Pericallis x Hybrida plants may be propagated through 2 methods, namely:
- Stem cuttings
For seed propagation, you may do the following steps:
- Cut a 4″ to 6″ inches of stem tip cutting from a healthy plant using pruning shears or a sharp knife.
- Remove the leaves but keep the top leaves.
- Dip the end of the stem cutting in a rooting hormone.
- Plant the stem cuttings in a small pot filled with standard potting soil.
- Moisten the potting soil and place the planted stem cutting in a large plastic, ensuring the plastic does not come in contact with the leaves.
- Place the stem cuttings in a cool location with indirect sunlight.
- Check the planted stem cuttings periodically by tugging on the stem and feeling resistance.
- Once the roots have formed, remove the covered plastic bag.
Using the stem cutting propagation method allows the new pericallis x hybrida plants to flower within 3 months.
For the seed propagation method, do the following:
- Sow the seeds and plant them in flat trays or small pots with a commercial seed-starter mix.
- Press the seeds lightly into the soil.
- Do not cover them as the seeds need adequate light to germinate, usually taking 14 to 21 days.
- Remember to keep the seeds moist but never soggy.
- Check the seeds, and once they have developed true leaves, the plants can be repotted into individual pots.
Florist’s Cineraria Pests And Disease Problems
Florist’s Cineraria plants are susceptible to pests and diseases. Examples of pests include:
- Leaf miners
- Spider mites
- White Fly
Florist’s Cineraria plants are more prone to aphid infestation, hence why there are also referred to as “the aphid plant.”
The best way to treat an infestation is to discard infected plants to prevent their spread to other houseplants.
Using chemical pesticides or horticultural oil such as neem oil is another good treatment.

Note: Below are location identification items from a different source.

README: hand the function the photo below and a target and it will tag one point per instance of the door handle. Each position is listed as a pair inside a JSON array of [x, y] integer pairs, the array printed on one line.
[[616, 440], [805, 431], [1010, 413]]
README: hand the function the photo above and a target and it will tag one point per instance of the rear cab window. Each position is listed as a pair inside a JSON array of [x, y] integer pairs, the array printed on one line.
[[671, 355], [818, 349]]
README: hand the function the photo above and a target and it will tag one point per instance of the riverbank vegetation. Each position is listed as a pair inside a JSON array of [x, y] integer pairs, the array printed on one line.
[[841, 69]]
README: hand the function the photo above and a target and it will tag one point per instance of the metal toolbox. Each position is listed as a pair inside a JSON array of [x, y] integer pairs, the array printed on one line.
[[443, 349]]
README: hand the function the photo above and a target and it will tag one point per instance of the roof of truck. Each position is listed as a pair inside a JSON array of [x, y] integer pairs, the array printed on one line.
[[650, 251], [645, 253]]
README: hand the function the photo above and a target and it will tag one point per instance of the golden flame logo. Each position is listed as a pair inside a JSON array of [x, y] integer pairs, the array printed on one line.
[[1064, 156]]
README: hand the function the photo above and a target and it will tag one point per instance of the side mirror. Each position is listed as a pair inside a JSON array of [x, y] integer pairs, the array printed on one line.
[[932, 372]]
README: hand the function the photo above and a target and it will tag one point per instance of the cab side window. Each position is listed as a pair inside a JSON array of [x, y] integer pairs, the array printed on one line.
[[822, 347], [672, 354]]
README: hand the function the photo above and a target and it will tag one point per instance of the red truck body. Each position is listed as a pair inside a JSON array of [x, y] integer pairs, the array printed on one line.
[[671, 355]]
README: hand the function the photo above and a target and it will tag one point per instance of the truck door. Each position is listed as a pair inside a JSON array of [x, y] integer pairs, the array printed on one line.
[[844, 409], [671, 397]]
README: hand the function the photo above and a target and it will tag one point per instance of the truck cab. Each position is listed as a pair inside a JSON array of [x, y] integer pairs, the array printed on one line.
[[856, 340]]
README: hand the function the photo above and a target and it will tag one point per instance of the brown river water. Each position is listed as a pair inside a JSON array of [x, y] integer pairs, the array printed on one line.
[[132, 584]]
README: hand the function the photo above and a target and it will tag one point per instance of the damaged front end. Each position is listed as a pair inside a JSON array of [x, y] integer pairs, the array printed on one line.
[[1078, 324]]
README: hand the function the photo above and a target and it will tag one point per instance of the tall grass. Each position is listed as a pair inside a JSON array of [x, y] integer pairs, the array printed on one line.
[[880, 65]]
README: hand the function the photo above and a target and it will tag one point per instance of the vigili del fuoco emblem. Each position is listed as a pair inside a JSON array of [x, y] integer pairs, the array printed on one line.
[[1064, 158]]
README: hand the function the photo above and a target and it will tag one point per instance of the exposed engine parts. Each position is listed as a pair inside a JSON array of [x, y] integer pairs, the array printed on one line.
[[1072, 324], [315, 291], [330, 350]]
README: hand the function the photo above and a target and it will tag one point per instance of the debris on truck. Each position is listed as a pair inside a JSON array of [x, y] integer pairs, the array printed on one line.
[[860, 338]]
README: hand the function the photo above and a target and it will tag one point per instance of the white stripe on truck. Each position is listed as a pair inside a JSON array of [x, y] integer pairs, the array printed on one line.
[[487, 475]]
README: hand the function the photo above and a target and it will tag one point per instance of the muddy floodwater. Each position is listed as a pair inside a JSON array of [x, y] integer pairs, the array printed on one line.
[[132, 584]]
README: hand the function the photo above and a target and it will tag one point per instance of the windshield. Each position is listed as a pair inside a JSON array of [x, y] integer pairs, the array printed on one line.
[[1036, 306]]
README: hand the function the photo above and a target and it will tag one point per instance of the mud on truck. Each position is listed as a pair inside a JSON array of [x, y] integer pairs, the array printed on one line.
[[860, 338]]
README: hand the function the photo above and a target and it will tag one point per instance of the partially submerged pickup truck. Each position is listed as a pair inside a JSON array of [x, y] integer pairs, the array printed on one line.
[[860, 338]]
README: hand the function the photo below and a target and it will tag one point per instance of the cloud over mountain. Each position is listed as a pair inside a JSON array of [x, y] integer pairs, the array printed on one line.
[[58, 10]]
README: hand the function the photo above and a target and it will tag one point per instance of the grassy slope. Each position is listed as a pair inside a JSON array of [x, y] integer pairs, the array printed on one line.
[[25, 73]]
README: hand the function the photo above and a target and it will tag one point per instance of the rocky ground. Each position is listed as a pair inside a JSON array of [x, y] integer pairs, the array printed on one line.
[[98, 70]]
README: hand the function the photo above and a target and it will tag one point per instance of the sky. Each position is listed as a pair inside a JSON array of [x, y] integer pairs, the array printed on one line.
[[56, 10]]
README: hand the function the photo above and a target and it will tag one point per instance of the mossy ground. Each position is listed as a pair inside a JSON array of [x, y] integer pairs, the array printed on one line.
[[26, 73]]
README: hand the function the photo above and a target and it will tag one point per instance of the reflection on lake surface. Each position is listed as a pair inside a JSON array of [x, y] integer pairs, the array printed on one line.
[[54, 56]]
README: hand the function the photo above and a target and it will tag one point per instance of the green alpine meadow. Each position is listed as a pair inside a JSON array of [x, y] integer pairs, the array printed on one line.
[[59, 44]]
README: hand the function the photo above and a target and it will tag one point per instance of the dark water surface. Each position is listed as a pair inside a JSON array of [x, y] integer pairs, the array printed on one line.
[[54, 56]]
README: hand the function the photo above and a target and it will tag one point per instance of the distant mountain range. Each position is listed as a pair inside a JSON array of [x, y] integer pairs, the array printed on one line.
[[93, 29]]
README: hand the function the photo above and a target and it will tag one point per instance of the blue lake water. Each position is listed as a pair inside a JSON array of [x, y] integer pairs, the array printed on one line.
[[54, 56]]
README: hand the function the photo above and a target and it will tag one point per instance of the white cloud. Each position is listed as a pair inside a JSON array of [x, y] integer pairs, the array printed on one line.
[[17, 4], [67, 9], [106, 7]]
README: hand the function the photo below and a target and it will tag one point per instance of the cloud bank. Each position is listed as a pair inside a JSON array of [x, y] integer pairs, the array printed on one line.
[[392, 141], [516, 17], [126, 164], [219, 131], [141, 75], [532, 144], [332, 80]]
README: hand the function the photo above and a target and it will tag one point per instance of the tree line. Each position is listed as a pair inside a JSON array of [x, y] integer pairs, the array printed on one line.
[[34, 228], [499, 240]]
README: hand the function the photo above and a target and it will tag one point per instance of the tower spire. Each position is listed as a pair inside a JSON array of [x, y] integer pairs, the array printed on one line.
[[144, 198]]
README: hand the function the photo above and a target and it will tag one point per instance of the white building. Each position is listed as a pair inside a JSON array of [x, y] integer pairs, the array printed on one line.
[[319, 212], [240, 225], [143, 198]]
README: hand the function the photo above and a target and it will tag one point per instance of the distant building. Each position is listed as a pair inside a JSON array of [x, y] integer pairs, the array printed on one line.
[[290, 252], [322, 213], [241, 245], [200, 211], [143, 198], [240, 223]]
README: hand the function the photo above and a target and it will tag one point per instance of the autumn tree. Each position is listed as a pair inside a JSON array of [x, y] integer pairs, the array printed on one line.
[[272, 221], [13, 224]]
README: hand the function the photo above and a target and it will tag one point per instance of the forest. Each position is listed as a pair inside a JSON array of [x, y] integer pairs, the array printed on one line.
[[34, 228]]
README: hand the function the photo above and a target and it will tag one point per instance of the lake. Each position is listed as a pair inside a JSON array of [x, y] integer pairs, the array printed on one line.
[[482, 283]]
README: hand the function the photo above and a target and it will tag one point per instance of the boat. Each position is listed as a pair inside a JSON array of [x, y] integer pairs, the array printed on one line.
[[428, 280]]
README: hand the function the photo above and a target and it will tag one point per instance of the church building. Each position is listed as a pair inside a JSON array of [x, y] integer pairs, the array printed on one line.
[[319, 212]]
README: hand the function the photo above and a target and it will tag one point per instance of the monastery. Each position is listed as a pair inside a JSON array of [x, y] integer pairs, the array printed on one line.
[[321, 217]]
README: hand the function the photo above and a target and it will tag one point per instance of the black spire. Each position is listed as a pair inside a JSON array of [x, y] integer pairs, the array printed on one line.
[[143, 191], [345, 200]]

For diseases, Florist’s Cineraria are prone to the following:
- Crown rot
- Root rot
- Fungal rot
- Gray Mold
It is best to keep the proper humidity and moisture levels to prevent these diseases. Also, remember to keep the leaves dry at night because damp leaves may result in rotting.
Uses Of Florist’s Cineraria
Because of their lovely daisy-like flowers, Florist’s Cineraria plants make excellent houseplants.
They can also be used as annuals for garden beds to provide vibrant and lush colors to your outdoors.
Florist’s Cineraria plants also make beautiful container plants for window boxes, patios, decks, and borders.